Squadcast Community for Squadcast

Posted on Oct 3, 2022 • Edited on Jul 10, 2024 • Originally published at squadcast.com

Kubernetes Health Check Using Probes

Introduction

Kubernetes is an open source container orchestration platform that significantly simplifies an application's creation and management. Distributed systems like Kubernetes can be hard to manage, as they involve many moving parts and all of them must work for the system to function. Even if a small part breaks, it needs to be detected, routed and fixed. These actions also need to be automated. Kubernetes allows us to do that with the help of readiness and liveness probes. In this blog, we will discuss these probes in detail. But before that, let’s first discuss health checks.

What is a Health Check?

Health checks are a simple way to let the system know whether an instance of your app is working. If the instance of your app is not working, the other services should not access it or send requests to it. Instead, requests should be sent to another instance that is ready, or you should retry sending requests.

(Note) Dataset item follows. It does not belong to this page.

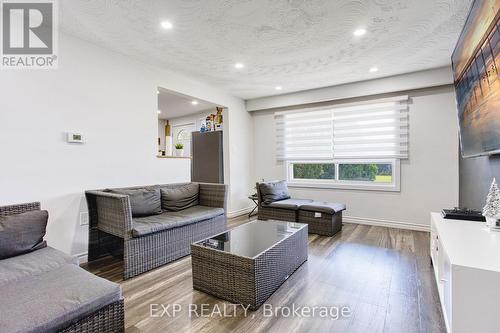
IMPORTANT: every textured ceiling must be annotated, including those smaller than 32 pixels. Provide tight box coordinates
[158,88,218,119]
[59,0,472,99]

The system should be able to bring your app to a healthy state. By default, Kubernetes will start sending traffic to the pod when all the containers inside the pod have started. Kubernetes will restart containers when they crash. This default behavior should be enough to get started. Making deployments more robust becomes relatively straightforward as Kubernetes helps create custom health checks. But before we do that, let's discuss the pod life cycle.

Pod lifecycle

A Kubernetes pod follows a defined life cycle. These are the different phases:

When the pod is first created, it starts with a pending phase. The scheduler tries to figure out where to place the pod. If the scheduler can’t find the node to place the pod, it will remain pending (To check why the pod is in pending state run ‘kubectl describe pod ’ command).
Once the pod is scheduled, it goes to the container creating phase, where the images required for the application are pulled, and the container starts.
Once the containers are in the pod, it moves to the running phase, where it continues until the program is completed successfully or terminated.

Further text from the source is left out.